Chronic Obstructive Pulmonary Disease (COPD) affects many adults over the age of 50. Part of its incidence in the population is attributed to work and exposure to risk factors such as silica dust, and anticipating the diagnosis can prevent its worsening. This study aims to identify patients at higher risk of having a positive COPD diagnosis using variables routinely collected in primary care. A total of 120,294 participants from the UK Biobank database, recruited between 2006 and 2010, were analyzed. Of these, 1,837 (1.5%) had a positive COPD diagnosis. A total of 20 variables, including demographic data, laboratory tests, habits, and symptoms, were selected to build predictive models of COPD using five machine learning algo- rithms (artificial neural networks, extra trees, random forests, catboost, and extreme gradient boosting).
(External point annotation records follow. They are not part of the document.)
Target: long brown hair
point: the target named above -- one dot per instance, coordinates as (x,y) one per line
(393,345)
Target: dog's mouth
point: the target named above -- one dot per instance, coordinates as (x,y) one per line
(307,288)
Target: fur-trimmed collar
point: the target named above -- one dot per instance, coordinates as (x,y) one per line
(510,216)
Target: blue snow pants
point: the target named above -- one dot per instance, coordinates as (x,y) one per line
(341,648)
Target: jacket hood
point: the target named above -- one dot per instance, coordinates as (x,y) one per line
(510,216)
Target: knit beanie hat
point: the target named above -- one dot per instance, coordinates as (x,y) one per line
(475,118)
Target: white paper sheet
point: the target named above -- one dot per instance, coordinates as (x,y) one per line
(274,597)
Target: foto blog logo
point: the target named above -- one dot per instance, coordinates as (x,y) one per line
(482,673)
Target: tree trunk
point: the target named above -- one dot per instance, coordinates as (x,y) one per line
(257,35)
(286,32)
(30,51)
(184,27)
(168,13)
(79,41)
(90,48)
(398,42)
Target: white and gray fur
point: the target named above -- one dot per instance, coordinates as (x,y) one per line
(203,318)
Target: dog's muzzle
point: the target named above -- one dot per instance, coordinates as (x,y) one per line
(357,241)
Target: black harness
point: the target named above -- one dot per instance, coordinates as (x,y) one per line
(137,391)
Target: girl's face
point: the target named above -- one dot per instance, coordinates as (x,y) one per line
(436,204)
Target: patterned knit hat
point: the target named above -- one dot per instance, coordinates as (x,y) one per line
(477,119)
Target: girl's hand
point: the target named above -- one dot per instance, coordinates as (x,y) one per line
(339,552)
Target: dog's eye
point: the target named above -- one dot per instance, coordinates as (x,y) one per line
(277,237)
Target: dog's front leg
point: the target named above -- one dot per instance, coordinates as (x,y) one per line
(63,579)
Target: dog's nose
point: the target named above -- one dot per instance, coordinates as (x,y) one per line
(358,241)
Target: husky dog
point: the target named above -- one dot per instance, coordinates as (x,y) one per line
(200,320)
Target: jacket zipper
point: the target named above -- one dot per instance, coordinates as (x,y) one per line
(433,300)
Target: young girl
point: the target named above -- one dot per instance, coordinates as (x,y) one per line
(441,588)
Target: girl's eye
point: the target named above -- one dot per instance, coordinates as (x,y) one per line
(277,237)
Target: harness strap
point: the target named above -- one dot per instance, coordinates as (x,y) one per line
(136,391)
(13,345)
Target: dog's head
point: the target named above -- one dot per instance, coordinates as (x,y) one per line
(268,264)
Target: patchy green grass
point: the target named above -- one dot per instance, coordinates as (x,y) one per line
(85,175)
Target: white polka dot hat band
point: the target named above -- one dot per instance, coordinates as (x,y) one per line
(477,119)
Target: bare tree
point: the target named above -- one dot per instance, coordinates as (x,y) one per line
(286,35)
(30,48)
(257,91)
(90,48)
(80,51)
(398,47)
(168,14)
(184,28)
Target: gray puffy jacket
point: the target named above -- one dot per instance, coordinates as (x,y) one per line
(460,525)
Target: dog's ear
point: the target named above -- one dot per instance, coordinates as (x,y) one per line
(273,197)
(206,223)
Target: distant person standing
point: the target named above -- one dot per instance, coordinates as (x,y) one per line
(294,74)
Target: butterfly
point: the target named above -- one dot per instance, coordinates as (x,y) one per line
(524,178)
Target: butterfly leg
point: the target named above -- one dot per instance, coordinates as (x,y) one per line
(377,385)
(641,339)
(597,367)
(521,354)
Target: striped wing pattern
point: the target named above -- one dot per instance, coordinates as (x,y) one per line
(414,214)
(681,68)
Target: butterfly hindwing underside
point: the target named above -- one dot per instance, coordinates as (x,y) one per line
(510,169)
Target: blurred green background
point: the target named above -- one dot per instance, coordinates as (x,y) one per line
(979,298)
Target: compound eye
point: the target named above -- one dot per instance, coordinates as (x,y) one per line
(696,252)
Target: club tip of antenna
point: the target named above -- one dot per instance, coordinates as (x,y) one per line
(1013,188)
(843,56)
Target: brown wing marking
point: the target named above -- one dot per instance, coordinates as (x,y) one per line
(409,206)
Additionally, a subset of 7,628 participants with a history in the construction and mining industries was selected to train a specialized model. Among them, 248 (3.25%) had a positive diagnosis. Data were randomly divided, with 70% allocated for training the models and 30% for performance testing. Both models showed good predictive performance. The general model achieved an AUC of 0.847, sensitivity of 0.786, and specificity of 0.765. In the specialist model, an AUC of 0.830, sensitivity of 0.773, and specificity of 0.773 were obtained. The five main predictive variables were chronic cough, age, history of asthma, sputum production, and tobacco exposure. The results demonstrate that it is possible to predict the individual risk of COPD diagnosis using variables commonly collected in primary care
Competing Interest StatementThe authors have declared no competing interest.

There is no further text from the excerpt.